Conto
de São João
Junho. Depois de chuvas constantes,
trazidas pela lua nova, surgiu, do meio do enfado das águas, a cenografia
luminosa do bom sol de São João, e a lua dos batuques, a pulquérrima lua que se
cristaliza no céu sob o sopro gelado do inverno. Na fazenda de Santa Lucinda os
pretos sambaram a valer nessa véspera de São João e reboaram pelas caiçaras das
montanhas, e decerto que desceram até as mais esconsas criptas, os sons roucos
dos tambores. Palpitavam no céu embrumado grupos perdidos de constelações.

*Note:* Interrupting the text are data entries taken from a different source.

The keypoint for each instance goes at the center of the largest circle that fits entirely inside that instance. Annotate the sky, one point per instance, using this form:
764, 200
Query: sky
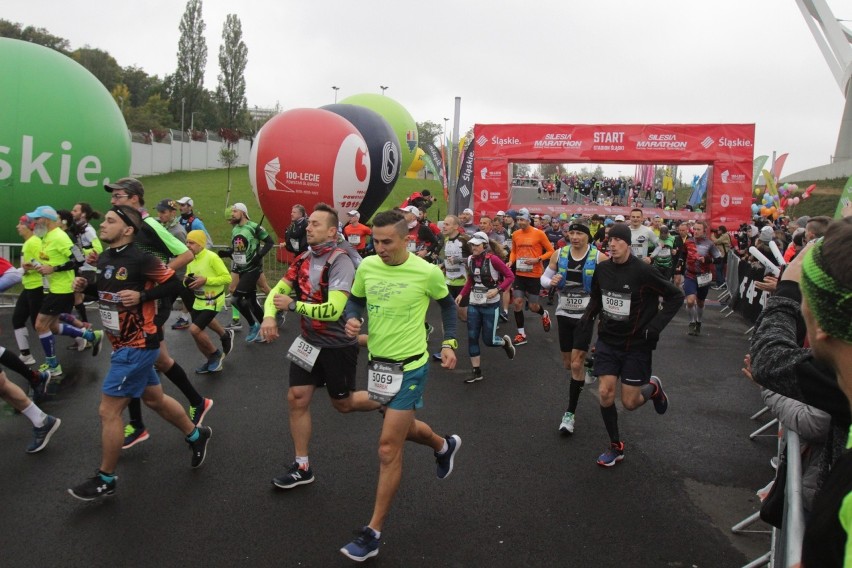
540, 61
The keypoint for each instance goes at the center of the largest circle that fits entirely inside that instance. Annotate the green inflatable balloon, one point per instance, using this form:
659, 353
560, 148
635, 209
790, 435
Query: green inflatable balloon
61, 134
400, 120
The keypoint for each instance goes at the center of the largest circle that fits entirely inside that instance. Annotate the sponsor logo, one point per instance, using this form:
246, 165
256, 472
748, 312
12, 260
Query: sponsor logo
661, 142
558, 140
735, 142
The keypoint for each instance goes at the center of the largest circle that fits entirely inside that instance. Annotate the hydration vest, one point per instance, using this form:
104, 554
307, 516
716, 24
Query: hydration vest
588, 266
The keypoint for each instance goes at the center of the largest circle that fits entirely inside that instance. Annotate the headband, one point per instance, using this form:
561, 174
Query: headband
829, 300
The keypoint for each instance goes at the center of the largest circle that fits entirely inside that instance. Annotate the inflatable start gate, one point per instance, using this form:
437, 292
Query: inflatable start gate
728, 148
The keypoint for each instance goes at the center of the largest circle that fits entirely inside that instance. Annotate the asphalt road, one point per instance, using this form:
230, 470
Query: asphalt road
521, 494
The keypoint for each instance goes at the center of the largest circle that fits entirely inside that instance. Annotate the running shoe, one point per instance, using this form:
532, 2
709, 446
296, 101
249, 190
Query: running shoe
254, 331
133, 436
228, 341
94, 488
475, 377
214, 364
445, 460
567, 425
41, 436
199, 447
661, 401
197, 413
97, 343
508, 347
613, 455
295, 476
54, 371
365, 545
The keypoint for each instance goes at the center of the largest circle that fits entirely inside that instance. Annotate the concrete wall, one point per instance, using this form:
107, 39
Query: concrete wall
161, 158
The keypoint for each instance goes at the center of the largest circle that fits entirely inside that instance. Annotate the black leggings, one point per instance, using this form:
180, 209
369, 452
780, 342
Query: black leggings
27, 307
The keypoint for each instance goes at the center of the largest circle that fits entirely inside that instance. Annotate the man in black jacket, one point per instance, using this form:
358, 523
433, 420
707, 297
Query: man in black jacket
626, 292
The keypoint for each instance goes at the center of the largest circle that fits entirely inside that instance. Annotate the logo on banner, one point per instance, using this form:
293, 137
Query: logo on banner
661, 142
558, 140
735, 142
728, 177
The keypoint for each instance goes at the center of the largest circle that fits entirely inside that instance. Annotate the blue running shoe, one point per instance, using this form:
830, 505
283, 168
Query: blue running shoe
365, 546
613, 455
445, 460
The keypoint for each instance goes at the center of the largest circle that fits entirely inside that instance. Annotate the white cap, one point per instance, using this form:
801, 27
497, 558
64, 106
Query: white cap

Devia já ser bem tarde, quando avistei,
andando, ávido de sensações, pelo meio daqueles morros, numa espécie de grota,
a luz suave de um lar — um pequeno casebre ignorado e antigo. De dentro vinha o
rumor da amorosa oração dos beijos, e eu, que ia por ali assim, abandonado e sofrendo
os misereres do frio, estremeci de alegria, por achar tão a jeito um ninho onde
pudesse descansar.
— Pã, pã, pã, belos amorosos, dai-me
licença...
— Oh! sede vós quem fordes, entrai,
pobre alma que andais ao frio de junho pelos morros. Entrai, que ainda resta um
bocado do magusto dos, pobres...
— Oh! obrigado, mil vezes obrigado,
retruquei entrando, todo esfarrapado como vinha, vestido das desusadas roupas
da Fantasia, tremendo de frio, e apoiado ao cajado brutal da Verdade.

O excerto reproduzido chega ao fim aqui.